La FEL se afilió a World Lacrosse, el organismo internacional que gestiona el deporte a nivel global, lo que abrió la puerta a que España participara en clasificatorios y torneos internacionales.
El lacrosse femenino: crecimiento paralelo
Uno de los aspectos más destacados del desarrollo del lacrosse en España es que el lacrosse femenino creció en paralelo al masculino desde prácticamente el principio. En muchos países el lacrosse femenino llegó con décadas de retraso respecto al masculino; en España, la llegada tardía del deporte permitió que ambas modalidades se desarrollaran de forma más equilibrada.
Las jugadoras encontraron en el lacrosse femenino, con sus particularidades reglamentarias —menor contacto físico que en la versión masculina—, una disciplina accesible que combinaba habilidades técnicas con dinamismo. Algunas jugadoras procedentes del hockey hierba o del balonmano se incorporaron al lacrosse femenino y elevaron rápidamente el nivel competitivo nacional.
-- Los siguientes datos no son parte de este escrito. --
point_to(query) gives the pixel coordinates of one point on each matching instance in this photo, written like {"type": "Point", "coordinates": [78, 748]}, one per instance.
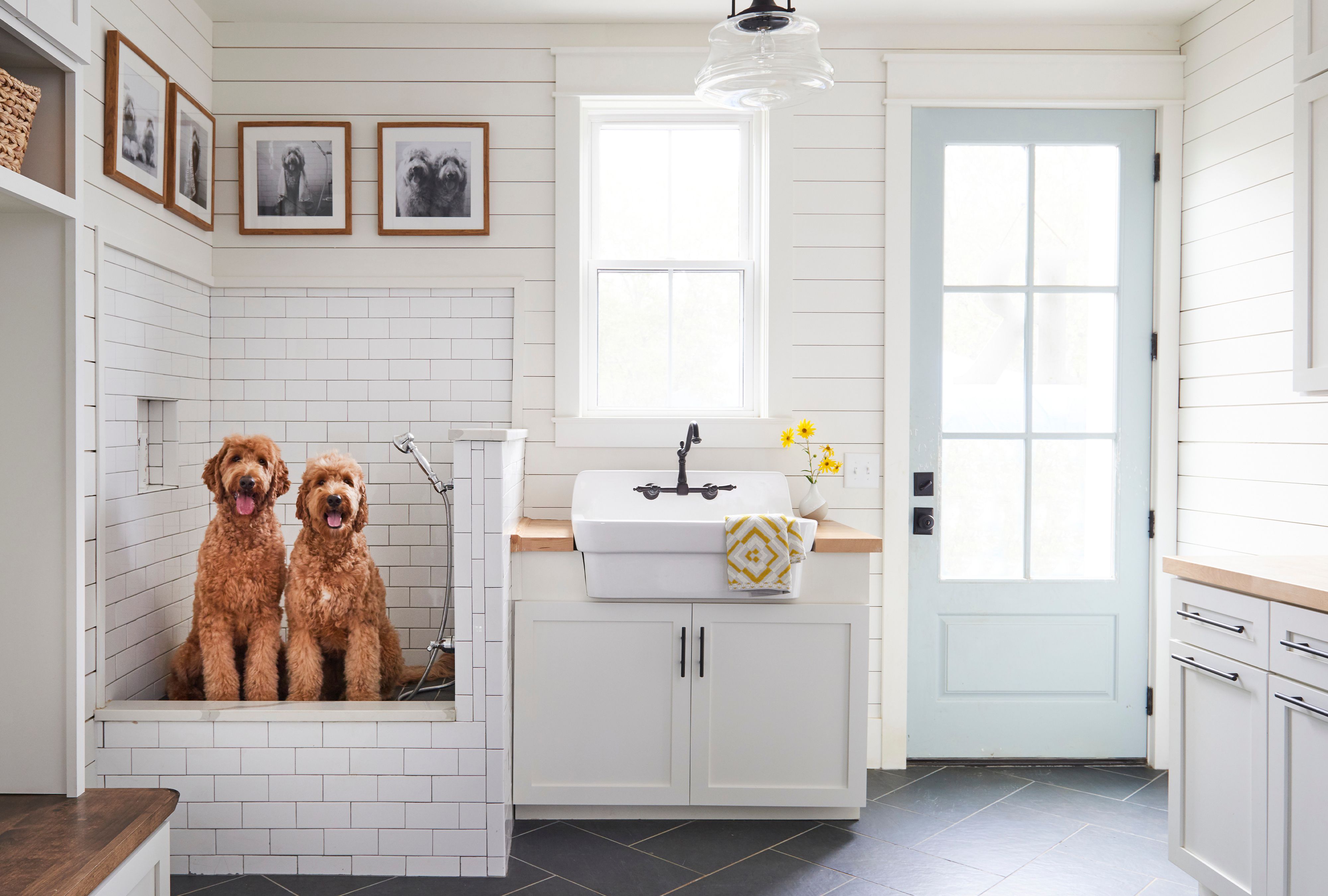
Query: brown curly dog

Box lacrosse y lacrosse de campo
En España se han practicado las dos modalidades principales del lacrosse: el lacrosse de campo (field lacrosse), jugado en exterior sobre césped, y el box lacrosse, disputado en recintos cerrados. El lacrosse de campo ha sido siempre más popular por la mayor disponibilidad de campos al aire libre, pero el box lacrosse ha generado también afición, especialmente en ciudades con instalaciones de hockey hielo adaptables.
La selección nacional y las primeras competiciones internacionales
La constitución de la selección española de lacrosse fue el hito que certificó la madurez del deporte en el país. España participó en clasificatorios del World Lacrosse Championship, enfrentándose a selecciones europeas con más tradición como Irlanda, Alemania o Chequia. Los resultados iniciales fueron humildes, pero la participación en sí misma representó un logro para una comunidad lacrosse que había pasado de los partidos en el parque a la competición internacional en apenas una década.